新潟大学から産科医の派遣を受けてお産を扱っている新潟県内の15病院のうちの4〜6病院が、2024年4月に始まる「医師の働き方改革」によって24時間対応に必要な医師数を確保できず、お産の継続が困難になることが23日までに、県の試算で分かった。県は今後、ハイリスクの母児にも対応できる高度周産期医療を担う施設を中心に、優先的に産科医を配置する病院を絞る方針だ。
医師の働き方改革では、勤務医一般の残業時間に「年960時間」(特例は年1860時間)の上限が設けられる見込み。24時間対応が必要な産科医は超過勤務になりがちで、県によると、県内産科勤務医の約半数が年1860時間を越える時間外労働をしている。
現在、県内のお産に対応する病院(診療所を除く)は19施設=図参照=。
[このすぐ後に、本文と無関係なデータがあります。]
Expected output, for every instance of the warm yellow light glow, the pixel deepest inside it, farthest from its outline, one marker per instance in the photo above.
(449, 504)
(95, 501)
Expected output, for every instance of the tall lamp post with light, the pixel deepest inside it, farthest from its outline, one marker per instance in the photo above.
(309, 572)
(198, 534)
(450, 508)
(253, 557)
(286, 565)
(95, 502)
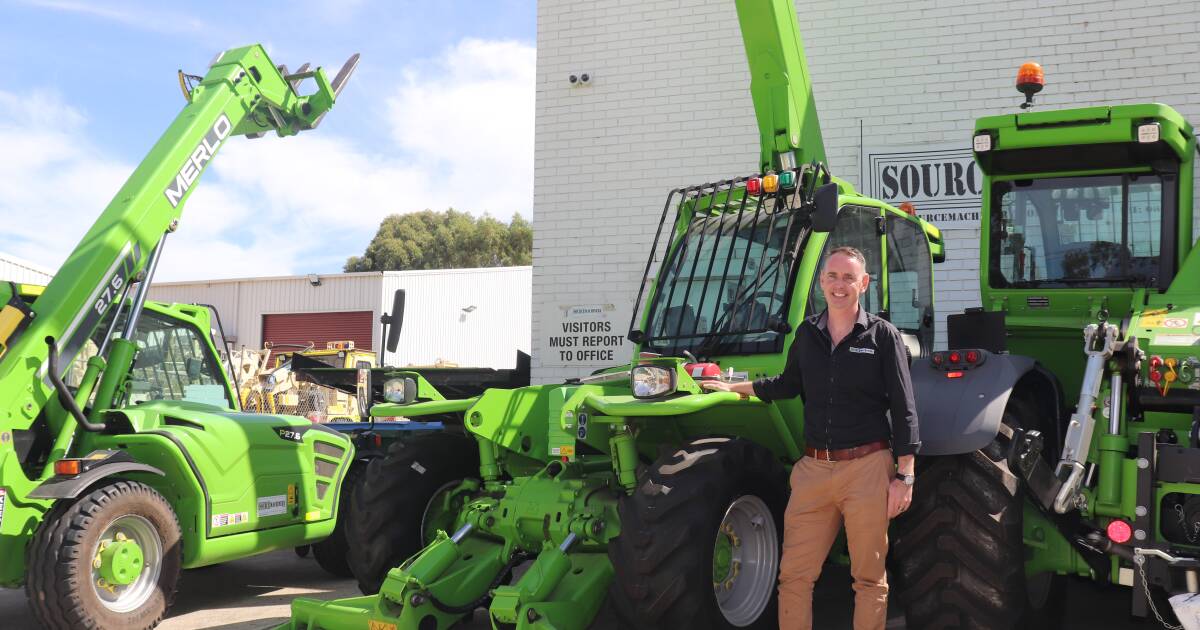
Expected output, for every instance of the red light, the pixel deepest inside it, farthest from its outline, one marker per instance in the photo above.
(1120, 532)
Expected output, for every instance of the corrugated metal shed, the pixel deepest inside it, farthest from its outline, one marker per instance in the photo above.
(13, 269)
(472, 317)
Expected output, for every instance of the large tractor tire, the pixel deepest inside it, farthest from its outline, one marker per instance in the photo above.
(333, 553)
(700, 539)
(391, 516)
(958, 555)
(108, 559)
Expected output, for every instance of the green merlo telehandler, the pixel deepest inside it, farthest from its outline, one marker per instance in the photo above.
(124, 457)
(631, 491)
(1089, 337)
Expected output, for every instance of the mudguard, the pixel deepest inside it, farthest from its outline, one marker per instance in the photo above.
(958, 415)
(69, 487)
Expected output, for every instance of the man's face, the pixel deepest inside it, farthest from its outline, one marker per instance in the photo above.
(843, 280)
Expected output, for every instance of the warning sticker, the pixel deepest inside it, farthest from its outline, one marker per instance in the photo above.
(226, 520)
(273, 505)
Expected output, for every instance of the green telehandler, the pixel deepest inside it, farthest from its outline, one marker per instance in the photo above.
(631, 490)
(1089, 339)
(142, 465)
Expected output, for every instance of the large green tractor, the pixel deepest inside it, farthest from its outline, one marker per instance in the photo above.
(1089, 339)
(631, 491)
(124, 457)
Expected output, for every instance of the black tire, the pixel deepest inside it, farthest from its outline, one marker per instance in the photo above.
(389, 505)
(60, 586)
(333, 553)
(664, 556)
(958, 556)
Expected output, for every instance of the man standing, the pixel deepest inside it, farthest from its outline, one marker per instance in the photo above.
(851, 370)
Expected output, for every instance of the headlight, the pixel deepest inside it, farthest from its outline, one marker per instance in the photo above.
(652, 381)
(394, 390)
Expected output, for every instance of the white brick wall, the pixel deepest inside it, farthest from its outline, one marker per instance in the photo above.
(669, 105)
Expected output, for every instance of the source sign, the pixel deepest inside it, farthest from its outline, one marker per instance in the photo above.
(942, 181)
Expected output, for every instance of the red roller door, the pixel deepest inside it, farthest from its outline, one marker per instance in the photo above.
(318, 328)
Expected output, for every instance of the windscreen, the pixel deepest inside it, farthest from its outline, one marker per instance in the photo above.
(1087, 231)
(725, 287)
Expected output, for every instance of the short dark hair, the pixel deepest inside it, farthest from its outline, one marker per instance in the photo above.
(852, 252)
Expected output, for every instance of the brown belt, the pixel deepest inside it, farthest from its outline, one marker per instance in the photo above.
(840, 455)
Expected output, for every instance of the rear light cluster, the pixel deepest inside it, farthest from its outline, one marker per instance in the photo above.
(954, 363)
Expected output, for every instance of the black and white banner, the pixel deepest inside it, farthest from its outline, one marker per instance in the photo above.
(942, 181)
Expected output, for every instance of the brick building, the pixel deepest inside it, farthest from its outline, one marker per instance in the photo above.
(897, 84)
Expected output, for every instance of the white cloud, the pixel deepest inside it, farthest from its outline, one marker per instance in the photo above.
(462, 131)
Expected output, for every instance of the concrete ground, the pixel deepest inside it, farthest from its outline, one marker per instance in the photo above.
(255, 594)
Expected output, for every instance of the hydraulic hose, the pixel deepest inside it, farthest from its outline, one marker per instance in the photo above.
(65, 397)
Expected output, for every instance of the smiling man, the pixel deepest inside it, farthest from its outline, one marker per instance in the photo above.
(852, 371)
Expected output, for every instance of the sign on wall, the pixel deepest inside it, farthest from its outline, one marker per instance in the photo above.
(585, 335)
(942, 181)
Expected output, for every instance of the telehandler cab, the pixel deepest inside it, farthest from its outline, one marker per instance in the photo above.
(1077, 378)
(631, 489)
(143, 466)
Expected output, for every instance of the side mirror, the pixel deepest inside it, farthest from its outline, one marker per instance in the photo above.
(825, 208)
(396, 319)
(363, 393)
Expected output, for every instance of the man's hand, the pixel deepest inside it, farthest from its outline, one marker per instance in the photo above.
(899, 497)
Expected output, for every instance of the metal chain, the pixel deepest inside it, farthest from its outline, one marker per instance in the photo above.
(1140, 561)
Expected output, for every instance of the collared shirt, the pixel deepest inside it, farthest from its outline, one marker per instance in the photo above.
(849, 390)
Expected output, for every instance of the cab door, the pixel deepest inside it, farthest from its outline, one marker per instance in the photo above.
(910, 283)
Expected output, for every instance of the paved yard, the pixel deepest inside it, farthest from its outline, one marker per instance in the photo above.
(253, 594)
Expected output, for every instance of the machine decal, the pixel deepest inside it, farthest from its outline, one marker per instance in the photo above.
(273, 505)
(197, 161)
(291, 433)
(100, 301)
(1176, 339)
(225, 520)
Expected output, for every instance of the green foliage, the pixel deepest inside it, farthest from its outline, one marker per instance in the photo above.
(445, 240)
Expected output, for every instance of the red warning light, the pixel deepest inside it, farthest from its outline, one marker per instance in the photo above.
(1120, 532)
(754, 186)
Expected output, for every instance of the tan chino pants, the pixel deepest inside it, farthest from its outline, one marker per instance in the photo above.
(826, 496)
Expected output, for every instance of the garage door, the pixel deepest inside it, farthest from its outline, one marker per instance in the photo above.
(318, 328)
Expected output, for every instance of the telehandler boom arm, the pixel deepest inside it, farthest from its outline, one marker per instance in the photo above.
(779, 84)
(244, 94)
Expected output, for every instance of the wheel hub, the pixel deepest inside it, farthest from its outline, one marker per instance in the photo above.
(119, 561)
(745, 561)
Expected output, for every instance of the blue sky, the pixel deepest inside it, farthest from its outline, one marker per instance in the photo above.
(444, 93)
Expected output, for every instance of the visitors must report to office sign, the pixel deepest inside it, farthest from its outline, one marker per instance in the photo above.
(942, 181)
(585, 334)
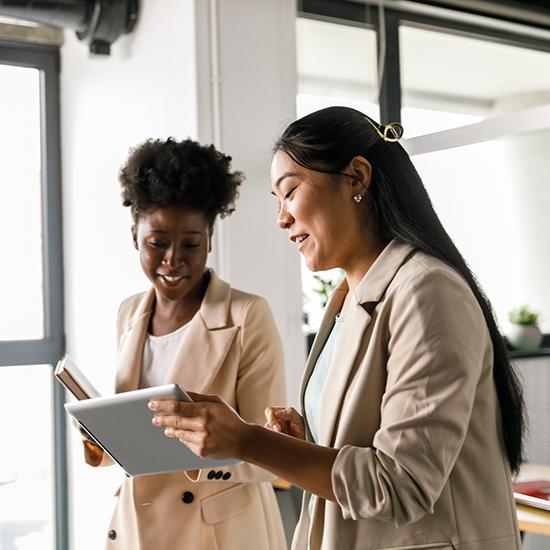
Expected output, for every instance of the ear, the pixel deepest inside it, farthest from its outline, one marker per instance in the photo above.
(134, 236)
(361, 169)
(210, 233)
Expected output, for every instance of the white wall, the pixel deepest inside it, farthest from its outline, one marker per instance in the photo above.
(146, 88)
(247, 96)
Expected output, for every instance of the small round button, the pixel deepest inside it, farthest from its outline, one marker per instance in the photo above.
(187, 497)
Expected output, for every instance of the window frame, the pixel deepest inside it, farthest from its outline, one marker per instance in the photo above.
(51, 347)
(366, 15)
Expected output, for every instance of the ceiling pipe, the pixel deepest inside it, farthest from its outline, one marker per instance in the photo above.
(99, 23)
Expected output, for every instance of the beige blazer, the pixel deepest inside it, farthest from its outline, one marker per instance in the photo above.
(411, 404)
(232, 349)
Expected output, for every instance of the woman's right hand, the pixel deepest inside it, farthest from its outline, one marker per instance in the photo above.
(285, 420)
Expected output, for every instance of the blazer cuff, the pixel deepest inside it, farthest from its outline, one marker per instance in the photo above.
(339, 482)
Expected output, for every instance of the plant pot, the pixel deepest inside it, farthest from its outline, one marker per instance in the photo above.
(525, 337)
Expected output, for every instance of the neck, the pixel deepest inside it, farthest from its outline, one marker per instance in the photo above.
(361, 263)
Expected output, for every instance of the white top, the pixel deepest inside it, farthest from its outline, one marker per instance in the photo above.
(158, 354)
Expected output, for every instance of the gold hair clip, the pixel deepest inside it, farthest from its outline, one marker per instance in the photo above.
(393, 131)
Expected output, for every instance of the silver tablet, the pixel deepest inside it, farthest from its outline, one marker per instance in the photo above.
(121, 425)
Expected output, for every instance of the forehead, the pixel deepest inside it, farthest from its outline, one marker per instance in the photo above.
(171, 219)
(281, 166)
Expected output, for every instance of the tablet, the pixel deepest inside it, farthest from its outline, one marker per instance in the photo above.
(121, 425)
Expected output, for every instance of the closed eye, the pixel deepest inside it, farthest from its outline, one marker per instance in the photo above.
(287, 196)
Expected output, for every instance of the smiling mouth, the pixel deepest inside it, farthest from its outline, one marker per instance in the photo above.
(171, 280)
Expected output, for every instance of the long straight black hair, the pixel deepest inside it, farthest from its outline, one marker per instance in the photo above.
(326, 141)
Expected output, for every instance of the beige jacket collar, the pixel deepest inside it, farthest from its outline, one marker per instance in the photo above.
(351, 339)
(201, 351)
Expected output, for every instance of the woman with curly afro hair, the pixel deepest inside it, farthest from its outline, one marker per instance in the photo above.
(191, 328)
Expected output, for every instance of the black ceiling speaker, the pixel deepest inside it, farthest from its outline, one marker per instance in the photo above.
(98, 22)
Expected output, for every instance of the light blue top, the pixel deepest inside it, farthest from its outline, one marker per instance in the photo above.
(314, 388)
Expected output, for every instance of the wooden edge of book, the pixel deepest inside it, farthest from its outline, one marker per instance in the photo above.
(71, 384)
(281, 484)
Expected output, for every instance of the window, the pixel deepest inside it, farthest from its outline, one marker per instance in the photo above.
(33, 504)
(466, 90)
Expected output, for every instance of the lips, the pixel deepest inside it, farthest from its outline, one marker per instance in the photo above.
(171, 280)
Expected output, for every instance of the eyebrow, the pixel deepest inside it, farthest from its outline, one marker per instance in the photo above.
(191, 231)
(285, 175)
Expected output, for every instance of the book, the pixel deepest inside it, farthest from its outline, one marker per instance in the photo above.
(74, 380)
(533, 493)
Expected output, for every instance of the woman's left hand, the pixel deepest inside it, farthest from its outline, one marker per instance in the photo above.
(207, 425)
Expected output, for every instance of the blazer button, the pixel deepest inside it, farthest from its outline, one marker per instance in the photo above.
(187, 497)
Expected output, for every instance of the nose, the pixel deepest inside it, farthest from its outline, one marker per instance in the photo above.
(284, 219)
(173, 257)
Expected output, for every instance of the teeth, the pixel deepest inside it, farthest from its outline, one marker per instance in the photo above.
(171, 279)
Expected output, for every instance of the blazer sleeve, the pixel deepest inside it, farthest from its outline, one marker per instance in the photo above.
(94, 455)
(260, 384)
(437, 346)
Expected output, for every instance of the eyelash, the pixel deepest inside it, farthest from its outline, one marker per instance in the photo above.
(289, 193)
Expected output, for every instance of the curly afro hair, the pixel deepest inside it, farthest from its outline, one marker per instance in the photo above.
(168, 172)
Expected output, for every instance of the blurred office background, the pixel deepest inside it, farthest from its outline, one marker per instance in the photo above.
(469, 81)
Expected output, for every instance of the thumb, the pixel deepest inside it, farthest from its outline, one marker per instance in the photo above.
(201, 397)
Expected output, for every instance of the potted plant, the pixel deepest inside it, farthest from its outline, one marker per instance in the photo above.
(524, 334)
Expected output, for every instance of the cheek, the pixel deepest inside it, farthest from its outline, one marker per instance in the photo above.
(150, 258)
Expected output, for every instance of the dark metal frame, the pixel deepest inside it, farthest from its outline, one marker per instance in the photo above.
(357, 14)
(49, 349)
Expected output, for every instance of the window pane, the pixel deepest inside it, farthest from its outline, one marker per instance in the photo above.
(26, 496)
(20, 211)
(493, 198)
(329, 75)
(450, 81)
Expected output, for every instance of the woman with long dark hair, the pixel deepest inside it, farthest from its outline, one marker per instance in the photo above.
(412, 415)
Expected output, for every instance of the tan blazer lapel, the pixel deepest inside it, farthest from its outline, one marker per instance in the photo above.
(351, 346)
(332, 308)
(348, 348)
(208, 339)
(132, 341)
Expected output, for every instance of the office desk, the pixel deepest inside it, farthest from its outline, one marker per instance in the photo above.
(532, 520)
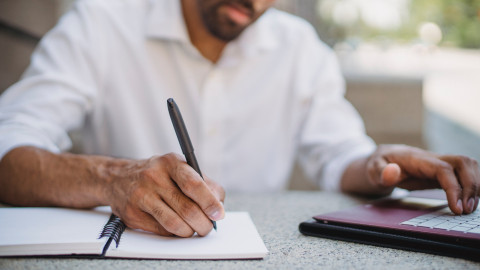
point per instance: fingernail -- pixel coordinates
(470, 204)
(459, 205)
(216, 215)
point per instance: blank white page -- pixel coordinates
(51, 231)
(236, 238)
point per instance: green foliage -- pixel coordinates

そのうち15施設が、新潟大の常勤産科医67人を中心とした派遣態勢で対応している。
県の試算では、働き方改革に取り組みながら24時間態勢でお産に対応するには1病院に最低5人、特に高度な医療を担う場合は9人の産科医が必要だと想定。現在の派遣態勢で回した場合、4〜6病院は5人を確保できず、お産の継続が難しくなることが判明した。
県は22日に県庁で開かれた「県周産期医療のあり方に関する協議会」(座長・榎本隆之新潟大大学院医歯学総合研究科教授)で、この試算結果を示した。
その上で、ハイリスクな母児に対応する周産期母子医療センター(県内8施設)と、低リスクなお産に対応する医療機関に優先的に医師を配置する方針を示した。この優先配置の病院を県内7医療圏域ごとに最低1つは確保するという。
こうした集約化により、特にお産の数が少ない過疎地域では遠方の病院で出産せざるを得ないケースも想定される。協議会に出席した県内自治体の担当者からは「住民への説明や検討のための時間がほしい」といった声が上がった。
県は、優先配置する病院について、自治体や各医療機関などと協議した上で23年3月の公表を目指す。県福祉保健部の松本晴樹部長は「安全にお産ができる態勢を維持するため、(集約化を)住民に理解してもらえるよう丁寧に説明していきたい」と話した。